Back in the Old House, Will wonders why Carolyn seems so weak. She passes out, and he sees the puncture wounds on her neck. At daybreak, Will waiting for Barnabas by the coffin. He holds him at bay with a large cross and forces him to explain who he is and where he came from. Barnabas tells Will to let him die. Will says he has other plans. He orders Barnabas to open the coffin. There is an even larger cross mounted inside the lid. He says that he will get a book out of Barnabas, and that that book will be his salvation. He makes Barnabas get in the coffin, and chains it shut. To the extent that this universe is a mirror image of the one we have known, we might have expected that Will would believe he could obtain a fortune by putting chains on the coffin, as Willie thought he could obtain one by smashing them off.

The scene between Will and Maggie brings out several of the problems with the current A story, a reworking of Daphne Du Maurier’s Rebecca in which Maggie is the second Mrs de Winter and Hoffman is Mrs Danvers. Maggie Prime has an iconography that goes back to #1, which makes it hard for us to believe that would be overwhelmed by the subtle intimidations that overwhelm Du Maurier’s anxiety-ridden heroine. When we met the Sam of the original continuity in June 1966, he was an alcoholic. Even after the story that was supposed to make Sam’s alcoholism interesting fizzled out and he was retconned as a social drinker, Maggie retained many Adult Child of an Alcoholic traits, such as beginning each utterance with an irrelevant laugh. So Maggie’s reaction to Will’s reminiscence about boozing it up with Parallel Sam goes a long way to confirming that this is the same ol’ Maggie we’ve known all along and leads us to expect her to be as capable as Maggie would be of meeting the challenges before her.

Also, while Kathryn Leigh Scott is a wonderful actress and a great asset to the show, she makes a bad choice in playing Maggie Collins. In the costume drama segment set in 1897, Miss Scott started out as neurotic intellectual Rachel Drummond. Rachel was terribly fragile, the survivor of an abusive childhood that left her with paralyzingly low self-esteem. Miss Scott went small as Rachel, taking a subtle approach that required us to watch her closely as we tried to figure out what she was feeling and thinking. But as Maggie Collins, Miss Scott cycles through five or six facial expressions per minute and crafts a distinctive emphasis on multiple syllables per sentence. The directors famously didn’t give the actors much guidance on Dark Shadows– John Karlen said that when he first took on the role of Willie, all Lela Swift told him was “Go!” But either Swift or today’s helmsman, Henry Kaplan, should have taken Miss Scott aside and told her she was overacting and giving Maggie Collins too vivid a personality.

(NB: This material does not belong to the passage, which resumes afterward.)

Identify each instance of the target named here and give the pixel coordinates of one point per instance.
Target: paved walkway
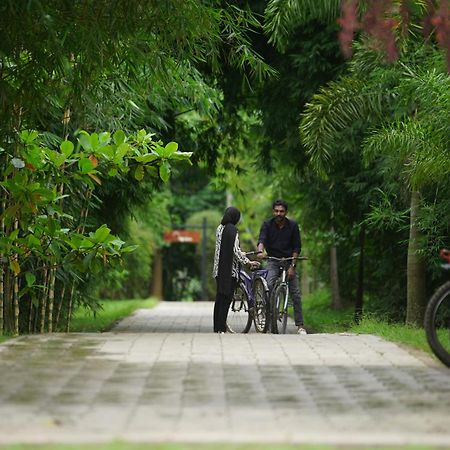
(161, 375)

Further, Will is only one of many allies who present themselves to Maggie in her showdown with the memory of Quentin’s first wife, the glamorous Angelique. The second Mrs de Winter feels herself all alone at the estate of Manderley, but Maggie can’t very well feel that way at Collinwood. Not only do people who live there keep making it clear they are on her side, she has a sister to whom she starts writing a letter today, who represents support from and connection with the outside world.

Worst of all, Hoffman is absolutely transparent. In the novel, it is not clear until the very end whether Mrs Danvers is even hostile to the second Mrs de Winter. Du Maurier keeps us guessing for 400 pages whether the whole thing is in the protagonist’s fevered imagination. But the cackling Maggie overhears when Hoffman is having her conversation with the portrait is not even the most flagrant sign she has so far given of her plans.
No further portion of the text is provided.